Der beschlossene Krieg

von Martin Singe

US-Außenminister Colin Powell hat am 5.2.03 vor dem UN-Sicherheitsrat massive Verstöße gegen die UN-Resolution 1441 festgestellt und praktisch eine Kriegserklärung vorgetragen. Kurz zuvor hatte Bush in seiner Rede an die Nation das amerikanische Volk auf Krieg eingestimmt. In einer rethorisch geschickten Rede hat er vor allem die Chiffre der Befreiung benutzt, um Kriegsskeptiker auf seine Seite zu ziehen. Prompt stieg die Zahl der Kriegsbefürworter nach der Bush-Rede in den USA um 10%. Rhetorisch ebenfalls geschickt und von den Geheimdiensten systematisch vorbereitet die Powell-Rede vor der UNO. Allerdings die materiellen Beweise eher mager: Satellitenbilder, auf denen man nichts oder auch alles erkennen kann, und angeblich mitgeschnittene Dialoge zwischen irakischen Militärs über versteckte Waffen sollen die Weltöffentlichkeit auf die Gefährlichkeit des Iraks und damit auf Krieg einstimmen.

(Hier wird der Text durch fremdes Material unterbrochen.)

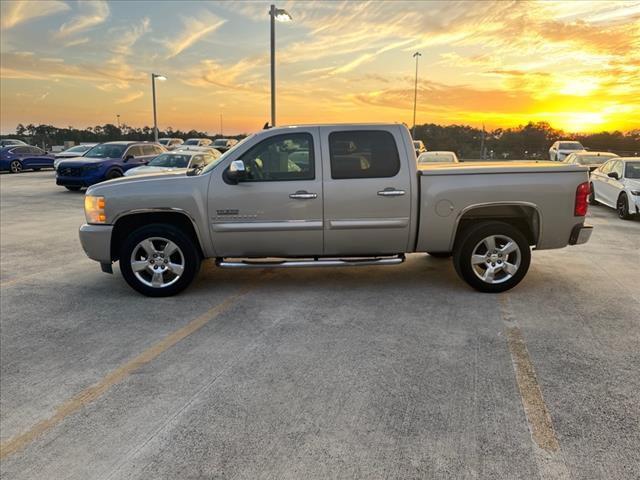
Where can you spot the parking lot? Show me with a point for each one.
(371, 372)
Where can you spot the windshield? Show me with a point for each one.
(429, 157)
(106, 151)
(171, 160)
(211, 166)
(571, 146)
(632, 170)
(593, 159)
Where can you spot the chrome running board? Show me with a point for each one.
(316, 262)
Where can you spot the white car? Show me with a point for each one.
(438, 157)
(224, 144)
(175, 161)
(171, 143)
(589, 159)
(190, 148)
(198, 142)
(616, 184)
(562, 148)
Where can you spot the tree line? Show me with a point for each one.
(525, 141)
(49, 135)
(530, 141)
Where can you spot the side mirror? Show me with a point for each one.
(236, 171)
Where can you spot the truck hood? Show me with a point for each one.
(117, 184)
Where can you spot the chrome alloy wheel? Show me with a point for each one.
(157, 262)
(495, 259)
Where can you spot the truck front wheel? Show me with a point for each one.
(159, 260)
(492, 257)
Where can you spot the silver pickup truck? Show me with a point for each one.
(334, 195)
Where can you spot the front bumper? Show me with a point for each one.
(580, 234)
(96, 242)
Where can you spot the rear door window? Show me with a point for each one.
(363, 154)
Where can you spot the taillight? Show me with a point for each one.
(582, 193)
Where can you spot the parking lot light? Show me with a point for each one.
(155, 76)
(281, 15)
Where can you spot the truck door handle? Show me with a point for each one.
(303, 195)
(391, 192)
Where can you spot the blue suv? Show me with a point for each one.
(105, 162)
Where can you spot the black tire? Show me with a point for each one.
(440, 254)
(113, 174)
(187, 249)
(470, 239)
(15, 166)
(592, 196)
(622, 207)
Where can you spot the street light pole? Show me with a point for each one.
(272, 14)
(153, 93)
(415, 95)
(282, 16)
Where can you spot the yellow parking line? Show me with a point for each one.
(90, 394)
(535, 409)
(548, 454)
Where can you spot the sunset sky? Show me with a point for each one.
(574, 64)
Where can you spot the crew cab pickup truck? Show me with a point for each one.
(334, 195)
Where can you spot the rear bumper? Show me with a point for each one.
(580, 234)
(96, 242)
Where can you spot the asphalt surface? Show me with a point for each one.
(370, 372)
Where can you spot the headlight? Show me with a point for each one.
(94, 209)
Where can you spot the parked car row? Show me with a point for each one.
(110, 160)
(616, 184)
(18, 157)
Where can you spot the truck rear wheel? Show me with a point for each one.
(159, 260)
(492, 257)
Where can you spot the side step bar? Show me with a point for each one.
(317, 262)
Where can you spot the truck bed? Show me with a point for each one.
(518, 166)
(541, 191)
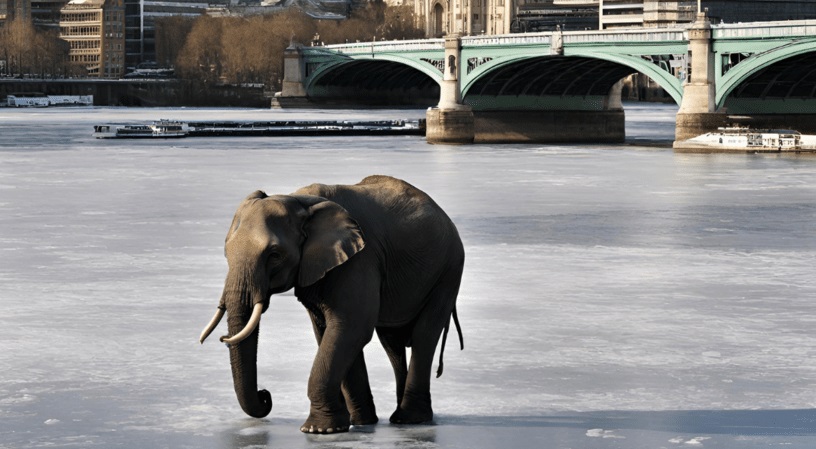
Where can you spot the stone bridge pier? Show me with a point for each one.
(698, 110)
(450, 122)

Warum wurden - wenn sie denn seriös sind - solche Informationen nicht direkt nach der Resolution 1441 den Inspekteuren mit auf den Weg gegeben? Aber die Arbeit der Inspekteure hat für die USA offensichtlich überhaupt keine Relevanz mehr, bzw. hatte sie eine solche von Anfang an nicht. Es geht nur darum, die Zeit bis zum Abschluss des militärischen Aufmarschs zu überbrücken, bzw. darum, die Zahl der Aktiven in der "Koalition der Willigen" zu vergrößern, um die Kriegslegitimation innerhalb der USA breiter abzusichern. Auch wenn nach dem Bericht der Chef-Inspekteure Blix und el Baradei Mitte Februar noch einmal eine Fristverlängerung von maximal vier bis sechs Wochen für weitere Inspektionen zugestanden werden würde, diente dies allemal nur der weiteren Optimierung der Vorbereitung der Angriffsmaßnahmen.

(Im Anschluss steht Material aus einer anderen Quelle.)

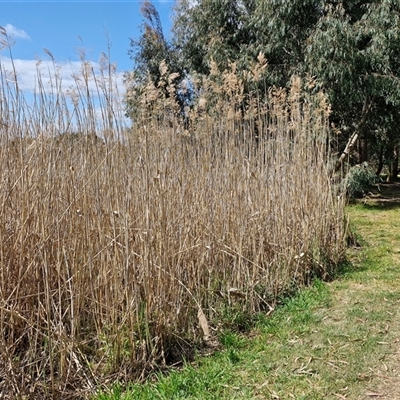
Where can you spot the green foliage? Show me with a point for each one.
(359, 180)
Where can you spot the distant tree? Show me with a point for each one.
(151, 48)
(351, 48)
(354, 53)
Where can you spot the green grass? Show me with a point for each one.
(331, 340)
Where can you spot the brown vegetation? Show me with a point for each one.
(114, 254)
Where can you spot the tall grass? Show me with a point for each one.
(119, 246)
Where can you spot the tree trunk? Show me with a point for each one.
(380, 160)
(394, 165)
(353, 138)
(346, 151)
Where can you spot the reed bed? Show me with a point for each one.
(120, 247)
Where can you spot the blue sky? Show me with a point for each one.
(59, 26)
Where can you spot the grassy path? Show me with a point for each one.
(338, 340)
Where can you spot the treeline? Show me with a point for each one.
(349, 49)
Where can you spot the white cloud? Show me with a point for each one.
(65, 79)
(54, 76)
(16, 33)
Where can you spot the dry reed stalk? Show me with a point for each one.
(110, 250)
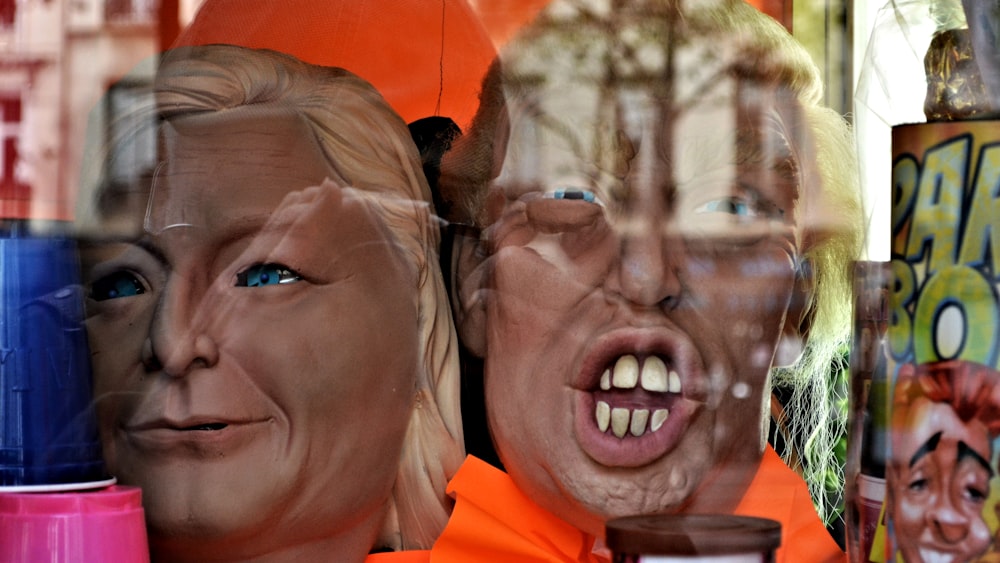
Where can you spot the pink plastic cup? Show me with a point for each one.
(101, 525)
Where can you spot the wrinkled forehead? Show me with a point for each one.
(226, 165)
(925, 423)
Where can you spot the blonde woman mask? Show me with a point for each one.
(274, 355)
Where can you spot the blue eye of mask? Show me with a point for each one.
(266, 274)
(568, 193)
(118, 284)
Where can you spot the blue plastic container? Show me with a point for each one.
(48, 428)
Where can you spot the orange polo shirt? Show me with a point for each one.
(494, 521)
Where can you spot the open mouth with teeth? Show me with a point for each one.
(633, 402)
(636, 396)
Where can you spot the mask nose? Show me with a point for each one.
(649, 266)
(948, 523)
(178, 340)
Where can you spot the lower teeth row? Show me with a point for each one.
(624, 421)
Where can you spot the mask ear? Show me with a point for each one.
(468, 291)
(798, 318)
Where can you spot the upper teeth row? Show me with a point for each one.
(654, 375)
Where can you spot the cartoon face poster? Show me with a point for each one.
(942, 494)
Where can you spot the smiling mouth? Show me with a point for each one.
(211, 426)
(635, 395)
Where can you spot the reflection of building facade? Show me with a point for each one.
(57, 58)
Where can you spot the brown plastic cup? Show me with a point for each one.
(702, 538)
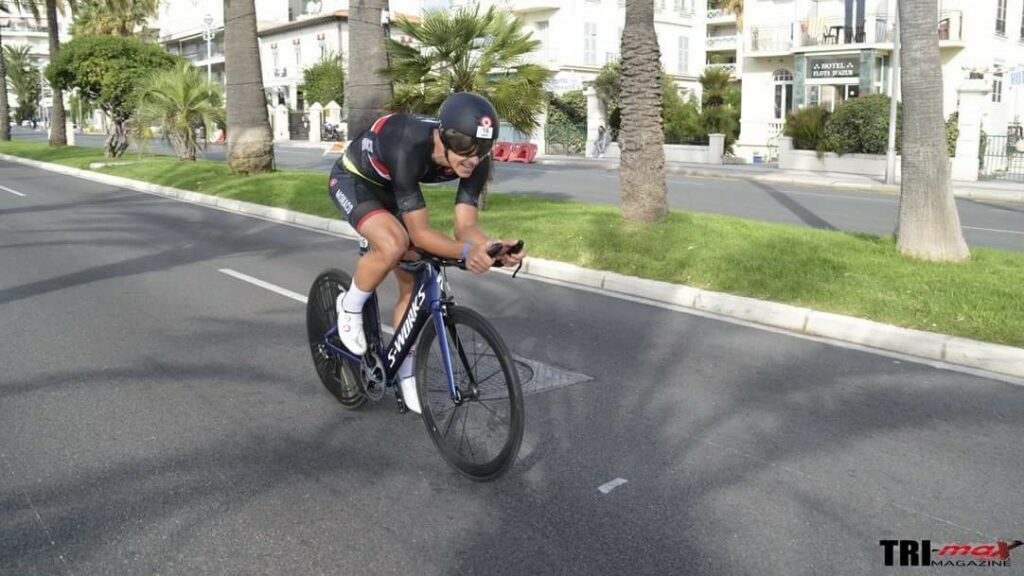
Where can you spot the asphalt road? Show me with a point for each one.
(992, 224)
(158, 415)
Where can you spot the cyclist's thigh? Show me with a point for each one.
(383, 232)
(353, 197)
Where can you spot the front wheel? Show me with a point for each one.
(480, 437)
(337, 374)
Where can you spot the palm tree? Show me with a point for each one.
(4, 106)
(179, 100)
(641, 138)
(369, 92)
(250, 142)
(23, 76)
(467, 51)
(929, 224)
(113, 17)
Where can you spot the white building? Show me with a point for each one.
(20, 29)
(578, 37)
(802, 52)
(724, 45)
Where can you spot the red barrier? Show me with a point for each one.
(523, 152)
(501, 151)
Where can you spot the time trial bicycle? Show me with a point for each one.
(466, 379)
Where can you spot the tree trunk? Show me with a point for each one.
(117, 139)
(250, 142)
(4, 106)
(368, 91)
(641, 139)
(929, 224)
(58, 135)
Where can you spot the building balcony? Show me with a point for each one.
(727, 67)
(827, 33)
(770, 39)
(525, 6)
(836, 31)
(720, 15)
(715, 43)
(22, 25)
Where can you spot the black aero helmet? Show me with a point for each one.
(469, 124)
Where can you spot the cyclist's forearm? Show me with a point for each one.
(473, 235)
(437, 243)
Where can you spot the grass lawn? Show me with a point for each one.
(851, 274)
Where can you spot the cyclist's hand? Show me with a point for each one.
(511, 260)
(477, 261)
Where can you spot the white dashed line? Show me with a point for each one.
(993, 230)
(609, 486)
(264, 285)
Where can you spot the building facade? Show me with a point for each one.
(578, 37)
(822, 52)
(293, 36)
(20, 29)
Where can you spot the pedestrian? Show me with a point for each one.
(599, 144)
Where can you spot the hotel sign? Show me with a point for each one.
(826, 68)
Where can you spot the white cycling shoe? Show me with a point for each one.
(350, 329)
(409, 395)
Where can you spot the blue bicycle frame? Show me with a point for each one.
(427, 302)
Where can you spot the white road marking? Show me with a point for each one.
(609, 486)
(14, 192)
(542, 377)
(279, 290)
(994, 230)
(264, 285)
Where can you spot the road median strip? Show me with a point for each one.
(991, 358)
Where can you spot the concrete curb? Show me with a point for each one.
(996, 359)
(965, 192)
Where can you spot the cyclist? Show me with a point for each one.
(376, 183)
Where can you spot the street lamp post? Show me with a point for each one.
(894, 82)
(208, 35)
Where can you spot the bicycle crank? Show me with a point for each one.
(373, 376)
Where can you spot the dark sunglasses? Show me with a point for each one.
(467, 146)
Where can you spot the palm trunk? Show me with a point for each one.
(641, 138)
(58, 135)
(4, 106)
(929, 224)
(368, 90)
(250, 142)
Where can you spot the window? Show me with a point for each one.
(684, 55)
(783, 93)
(590, 43)
(542, 35)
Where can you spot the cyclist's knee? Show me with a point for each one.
(392, 246)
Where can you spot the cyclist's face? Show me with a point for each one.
(463, 165)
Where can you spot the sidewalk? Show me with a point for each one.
(998, 191)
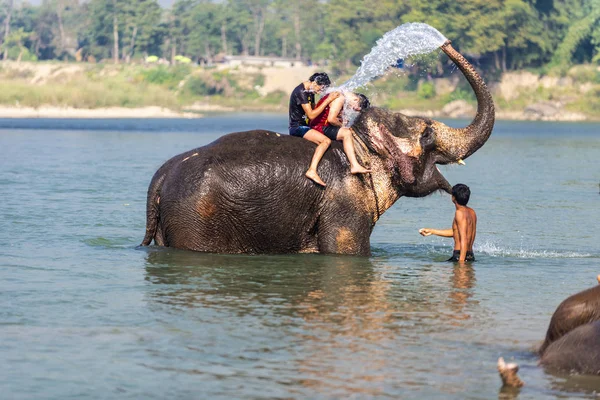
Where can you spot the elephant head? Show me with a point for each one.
(407, 149)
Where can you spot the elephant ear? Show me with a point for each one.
(399, 154)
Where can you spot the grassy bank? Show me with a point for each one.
(183, 87)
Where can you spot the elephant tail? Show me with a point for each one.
(153, 212)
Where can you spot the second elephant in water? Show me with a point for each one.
(572, 343)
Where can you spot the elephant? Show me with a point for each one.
(246, 192)
(572, 342)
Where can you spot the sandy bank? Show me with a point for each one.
(108, 112)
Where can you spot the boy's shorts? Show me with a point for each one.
(456, 255)
(299, 131)
(331, 131)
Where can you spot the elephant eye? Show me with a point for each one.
(427, 138)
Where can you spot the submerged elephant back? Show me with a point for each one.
(578, 351)
(244, 193)
(579, 309)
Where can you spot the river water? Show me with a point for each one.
(85, 314)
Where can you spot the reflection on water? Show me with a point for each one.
(349, 322)
(87, 315)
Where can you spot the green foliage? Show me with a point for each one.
(259, 80)
(462, 94)
(426, 90)
(196, 86)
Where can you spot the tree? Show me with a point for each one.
(9, 9)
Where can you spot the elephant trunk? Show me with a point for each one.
(458, 144)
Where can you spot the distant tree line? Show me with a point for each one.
(499, 35)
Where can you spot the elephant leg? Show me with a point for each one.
(345, 236)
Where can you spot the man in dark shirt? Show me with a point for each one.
(302, 102)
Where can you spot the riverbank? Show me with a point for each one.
(105, 112)
(78, 90)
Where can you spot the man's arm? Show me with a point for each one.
(461, 221)
(437, 232)
(312, 114)
(335, 109)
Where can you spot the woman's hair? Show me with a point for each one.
(461, 193)
(320, 78)
(363, 101)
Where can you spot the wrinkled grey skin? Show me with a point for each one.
(573, 339)
(247, 193)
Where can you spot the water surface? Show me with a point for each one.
(86, 314)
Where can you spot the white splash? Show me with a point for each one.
(493, 250)
(406, 40)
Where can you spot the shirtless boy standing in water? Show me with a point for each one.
(464, 226)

Zugleich soll diese Frist noch dazu genutzt werden, die Koalition zu verbreitern, also möglichst doch eine zweite Sicherheitsratsresolution durchzubringen, die die militärischen Konsequenzen eindeutiger als 1441 benennt. Die USA und Großbritannien arbeiten angeblich bereits an einer solchen Resolution. Dann wäre vor allem auch innenpolitisch für Bush & Co eine deutlich höhere Legitimation für den Krieg gegeben. In dieser Diskussion spielt die Veto-Macht Frankreich die wichtigste Rolle. Sobald sich abzeichnet, dass Frankreich kein Veto gegen eine neue Resolution einlegen würde, wird es eine solche geben. Aber die USA haben unmissverständlich klar gemacht, dass sie ihren Kriegsbeschluss davon nicht abhängig machen. Wenn möglich mit UN, wenn nötig im Alleingang bzw. mit "Willigen"-Koalitionen - das ist die generelle künftige Linie der verbliebenen Supermacht für weltweite Militäreinsätze.

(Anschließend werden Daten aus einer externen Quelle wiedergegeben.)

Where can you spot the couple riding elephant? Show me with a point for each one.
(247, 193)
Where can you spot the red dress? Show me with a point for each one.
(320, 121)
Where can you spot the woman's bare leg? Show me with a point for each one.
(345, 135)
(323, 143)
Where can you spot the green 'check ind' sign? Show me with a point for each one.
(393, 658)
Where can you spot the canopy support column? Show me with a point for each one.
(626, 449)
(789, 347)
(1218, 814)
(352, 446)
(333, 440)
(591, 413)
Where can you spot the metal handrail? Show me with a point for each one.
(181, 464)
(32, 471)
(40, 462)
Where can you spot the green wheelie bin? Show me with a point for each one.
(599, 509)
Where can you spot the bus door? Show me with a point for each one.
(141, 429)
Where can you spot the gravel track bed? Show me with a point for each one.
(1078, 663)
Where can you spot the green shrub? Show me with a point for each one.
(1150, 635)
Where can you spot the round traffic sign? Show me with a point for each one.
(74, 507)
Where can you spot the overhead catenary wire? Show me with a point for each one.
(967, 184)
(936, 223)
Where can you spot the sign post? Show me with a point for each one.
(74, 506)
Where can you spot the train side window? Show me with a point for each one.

Die Rolle der Bundesrepublik in der Kriegsfrage wird zunehmend irrelevanter. Zum einen wegen des ständigen Eiertanzes: Mal reicht 1441 schon für einen Krieg (Fischer), dann wohl doch wieder nicht. Erst gibt es ein Denkverbot über das Verhalten der Bundesrepublik bei der kommenden Sicherheitsratsabstimmung (Schröder), eine Woche später wird der verblüfften Öffentlichkeit ein eindeutiges Nein vorausgesagt (Schröder). Zum einen wird politisch Nein gesagt, andererseits werden alle Wünsche zur militärischen Unterstützung des Kriegsaufmarsches und der Kriegsführung klaglos unterstützt. Eine aktive Gegnerschaft zum Krieg ist nicht sichtbar: Warum z.B. arbeitet die "Koalition der Unwilligen" nicht eine eigene UN-Resolution aus, in der Voraussetzungen für kriegerisches Eingreifen so eng definiert werden, dass eine Kriegsablehnung als Konsequenz bliebe. Zumindest könnte so die politische Alternative klarer sichtbar werden, als wenn man sich nur noch zu von der Kriegskoalition vorformulierten Resolutionstexten verhalten kann.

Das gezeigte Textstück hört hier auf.